Key Responsibilities:
- Protocol Precision: Review vendor-related sections of the protocol, leveraging vendor expertise to refine specifications and achieve the perfect Final Protocol.
- Strategic Sourcing: Play a key role in crafting the Study Specification Worksheet (SSW), leading the bid process, and selecting top-notch vendors who align with our vision.
- Financial Finesse: Oversee the financial aspects with a keen eye, from analyzing quotes/proposals in collaboration with procurement to managing vendor budgets and ensuring accurate invoice reconciliation.
- Operational Excellence: Provide comprehensive program support by understanding and supplying study demands, ensuring submission documents are complete, and maintaining alignment with site requirements for successful study participation.
- Dynamic Collaboration: Work in tandem with trial and monitoring teams, procurement, and vendors to ensure a harmonious start-up, resupply, and close-out of studies.
- Quality Leadership: Uphold service excellence at the study level, acting as an escalation point for queries and ensuring vendors meet our high standards of quality and service.
- Risk Management Guru: Proactively develop and maintain vendor-related risk maps, complete with contingency plans, and follow up on any risks or issues with precision and care.
- Innovative Problem-Solving: Drive the analysis of supplier performance issues, identifying trends and implementing corrective actions to continuously improve vendor relations.
- Process Optimization: Support the implementation and amendment of vendor contracts, standards, templates, tools, and processes, ensuring a streamlined and efficient vendor management system.
- Technology Integration: Utilize the Unified Vendor Portal (UVP) to manage vendor service delivery, fostering a tech-savvy approach to vendor oversight.
- Continuous Improvement: Partner with practice leaders on improvement projects, contributing to learning loops and enhancing vendor qualification processes.
- Educational Development: Collaborate with vendors to develop and refine training materials, ensuring site and monitor readiness through active participation and support.
What We're Looking For:
- Regulatory Expertise: Deep knowledge of clinical research regulations, including GCP and ICH guidelines, with the ability to apply them in a practical setting.

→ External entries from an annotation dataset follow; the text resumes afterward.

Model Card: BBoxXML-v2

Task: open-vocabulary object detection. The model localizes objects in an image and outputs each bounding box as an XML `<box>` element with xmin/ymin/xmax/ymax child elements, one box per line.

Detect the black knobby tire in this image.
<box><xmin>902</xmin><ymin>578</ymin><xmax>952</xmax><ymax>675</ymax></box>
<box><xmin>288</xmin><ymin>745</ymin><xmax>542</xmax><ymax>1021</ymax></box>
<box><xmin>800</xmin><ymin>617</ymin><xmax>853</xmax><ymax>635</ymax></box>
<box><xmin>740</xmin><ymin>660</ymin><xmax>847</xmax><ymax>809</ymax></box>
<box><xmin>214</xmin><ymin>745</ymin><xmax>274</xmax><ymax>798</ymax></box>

- Therapeutic Wisdom: A broad understanding of clinical protocols and therapeutic areas, ensuring meticulous attention to detail in every aspect of the role. Experience with Radioligand Therapy in Oncology studies is a must.
- Financial Acuity: A strong grasp of project finances, with the ability to manage budgets and control costs effectively.
- Communication Virtuoso: Outstanding communication skills, both written and verbal, with a flair for engaging and inspiring others.
- Organizational Mastery: Exceptional organizational skills, with the ability to prioritize tasks and deliver results in a fast-paced environment.
- Leadership Qualities: Influential leadership skills, including negotiation, decision-making, and the ability to mentor and foster knowledge sharing.
- Tech Savviness: Proficiency in Microsoft Office and a willingness to embrace new technologies that enhance vendor service delivery.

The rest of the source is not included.